With this logic, are ketones more stable than aldehydes?
Also, do internal alkenes have a higher bp then terminals? If that's the case, then don't necessarily understand how that would lead to greater intermolecular bonding between the molecules.

Yeah, aldehydes are more susceptible to nucleophilic attack than ketones because aldehydes are relatively electron poor (1 electron donating alkyl group instead of 2 for the ketone). In that sense, I guess we can say ketones are "more stable".

I'm not too sure about the relative boiling points. I would think that internal alkenes have a lower boiling point since the double bond makes kinks within the chain, reducing van der waals forces. I'm not sure how that would correspond to the stability of internal alkenes. Maybe someone else can chime in.

 

[austinap]

Yeah, aldehydes are more susceptible to nucleophilic attack than ketones because aldehydes are relatively electron poor (1 electron donating alkyl group instead of 2 for the ketone). In that sense, I guess we can say ketones are "more stable".

I'm not too sure about the relative boiling points. I would think that internal alkenes have a lower boiling point since the double bond makes kinks within the chain, reducing van der waals forces. I'm not sure how that would correspond to the stability of internal alkenes. Maybe someone else can chime in.

I think you need to be careful when talking about stability, as there are really two types of stability: thermodynamic stability and kinetic stability. Aldehydes being more reactive than ketones is an example of kinetic stability. Aldehydes react more quickly, and thus are kinetically less stable than ketones. However, this in itself implies nothing about the relative thermodynamic stability of the two functional groups.

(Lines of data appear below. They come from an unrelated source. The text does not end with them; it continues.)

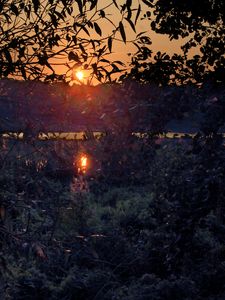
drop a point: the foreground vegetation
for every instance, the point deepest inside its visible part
(149, 225)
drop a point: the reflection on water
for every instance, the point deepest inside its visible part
(57, 135)
(83, 135)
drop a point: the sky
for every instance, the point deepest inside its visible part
(120, 50)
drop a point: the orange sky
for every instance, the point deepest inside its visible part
(120, 50)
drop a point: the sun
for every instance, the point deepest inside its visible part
(80, 75)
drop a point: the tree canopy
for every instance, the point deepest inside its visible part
(203, 32)
(38, 36)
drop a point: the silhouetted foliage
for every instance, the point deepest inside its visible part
(203, 31)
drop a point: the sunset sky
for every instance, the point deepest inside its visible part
(120, 50)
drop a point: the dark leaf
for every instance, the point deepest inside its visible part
(36, 4)
(110, 43)
(102, 13)
(131, 24)
(73, 56)
(148, 3)
(93, 4)
(14, 9)
(138, 14)
(128, 3)
(8, 56)
(115, 3)
(85, 30)
(80, 5)
(122, 31)
(97, 29)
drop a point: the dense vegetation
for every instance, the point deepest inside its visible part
(148, 223)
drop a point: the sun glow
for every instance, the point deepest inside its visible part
(82, 164)
(80, 75)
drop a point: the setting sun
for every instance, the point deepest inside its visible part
(80, 75)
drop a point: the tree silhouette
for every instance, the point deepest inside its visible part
(38, 36)
(203, 30)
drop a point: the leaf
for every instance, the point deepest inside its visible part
(148, 3)
(39, 252)
(110, 43)
(80, 5)
(14, 9)
(8, 56)
(82, 48)
(114, 1)
(102, 13)
(128, 3)
(93, 4)
(131, 24)
(122, 32)
(97, 29)
(23, 72)
(36, 4)
(138, 14)
(73, 56)
(85, 30)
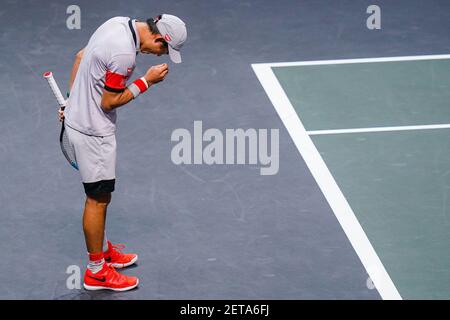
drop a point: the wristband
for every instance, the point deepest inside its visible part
(138, 86)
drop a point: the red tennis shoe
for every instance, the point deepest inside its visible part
(115, 258)
(109, 278)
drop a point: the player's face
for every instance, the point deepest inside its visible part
(155, 44)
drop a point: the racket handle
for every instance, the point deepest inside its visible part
(55, 89)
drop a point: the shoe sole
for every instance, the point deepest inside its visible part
(122, 265)
(94, 288)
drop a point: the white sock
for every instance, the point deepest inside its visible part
(95, 264)
(105, 243)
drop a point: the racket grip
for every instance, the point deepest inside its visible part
(55, 89)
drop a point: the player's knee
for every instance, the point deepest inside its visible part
(99, 191)
(99, 199)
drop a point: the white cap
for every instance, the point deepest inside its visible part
(174, 32)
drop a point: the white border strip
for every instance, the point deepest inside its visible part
(326, 182)
(379, 129)
(347, 61)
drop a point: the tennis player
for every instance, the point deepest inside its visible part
(98, 87)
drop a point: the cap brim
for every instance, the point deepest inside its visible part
(174, 55)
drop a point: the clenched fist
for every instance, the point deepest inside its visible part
(156, 74)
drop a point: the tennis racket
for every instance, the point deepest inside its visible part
(66, 147)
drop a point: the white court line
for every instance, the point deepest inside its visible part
(379, 129)
(347, 61)
(322, 174)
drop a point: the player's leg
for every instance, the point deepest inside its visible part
(94, 221)
(96, 158)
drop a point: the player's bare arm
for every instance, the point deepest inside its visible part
(73, 73)
(112, 100)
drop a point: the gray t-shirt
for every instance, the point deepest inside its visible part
(108, 62)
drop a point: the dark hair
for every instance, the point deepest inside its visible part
(151, 23)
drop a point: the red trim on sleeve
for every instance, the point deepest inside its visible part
(115, 80)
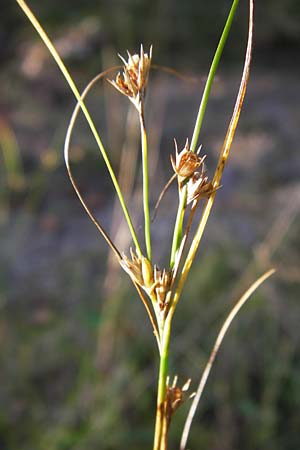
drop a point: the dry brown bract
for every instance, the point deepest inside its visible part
(133, 81)
(186, 162)
(155, 282)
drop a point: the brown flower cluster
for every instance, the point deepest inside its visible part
(155, 282)
(133, 81)
(186, 165)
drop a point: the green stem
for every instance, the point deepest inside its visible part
(76, 93)
(202, 108)
(145, 184)
(178, 226)
(211, 75)
(162, 384)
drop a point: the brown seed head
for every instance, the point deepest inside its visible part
(155, 282)
(186, 162)
(133, 81)
(162, 281)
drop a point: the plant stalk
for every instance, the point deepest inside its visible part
(145, 184)
(159, 439)
(202, 108)
(211, 75)
(85, 111)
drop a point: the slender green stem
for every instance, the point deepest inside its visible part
(211, 75)
(85, 111)
(202, 108)
(178, 226)
(224, 153)
(162, 383)
(145, 184)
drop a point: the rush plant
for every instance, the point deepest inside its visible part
(160, 289)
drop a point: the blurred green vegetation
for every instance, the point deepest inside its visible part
(77, 356)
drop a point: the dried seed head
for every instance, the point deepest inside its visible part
(133, 81)
(133, 267)
(156, 283)
(162, 281)
(186, 162)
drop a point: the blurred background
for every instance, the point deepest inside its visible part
(78, 358)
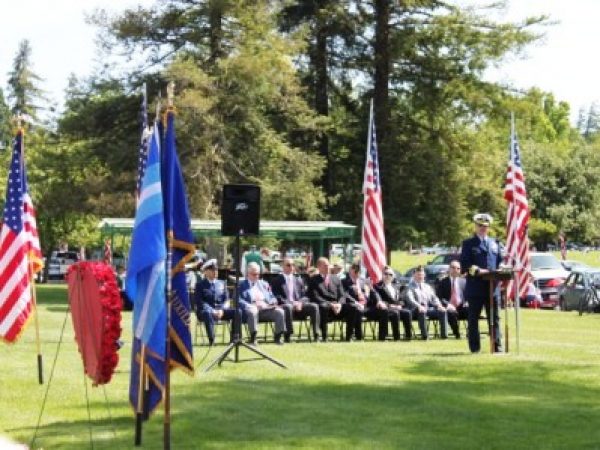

Think of it this way: to compare kinetic stability of the two groups, you'd need to consider two different reactions:

1. CH3CH2CHO ----[CN-]----> CH3CH2C(OH)CN
2. CH3COCH3 ----[CN-]-----> CH3C(OH)(CN)CH3

The relative kinetic stability can be obtained by taking ratios of the two reaction rates. To determine thermodynamic stability, you'd need to look at the equilibrium constant of the isomerization of the two reactants:

CH3CH2CHO <----------> CH3COCH3


As far as the BP of internal vs. terminal alkenes, internal double bonds typically lead to lower BP because the kinking usually makes it harder for the molecules to pack tightly. Numbers for how much this matter are outside the realm of the MCAT.

As far as the branching vs. melting point question, it depends on the specific alkane. Small alkanes typically show increased melting points with increased branching since they can form extremely tight-packed structures (think of this almost light a crystal lattice type structre). However, this trend isn't general, and larger alkanes show a decrease in melting point with increased branching, since this makes it harder for the molecules to pack tightly together.

For these trends, the thing to think about is surface contact. Can you pack the molecules together in such a way that their surfaces contact significantly? That will lead to an increased melting temperature. The opposite also holds.

 

[amberisma]

3.How can an Sn1 reaction NOT depend on concentration of the acid? Since protonation does need to occur, so I higher concentration of acid would cause more protonation and higher rate of carbocation formation.

The reaction depends on the rating determining step. The RDS involves forming a carbocation, so it only depends on the substrates ability to form a carbocation. Only the substrate is involved in the rate determining step, hence Sn1. So no matter how much or little acid there is, the reaction will only proceed as fast as the leaving group is able to separate from the substrate.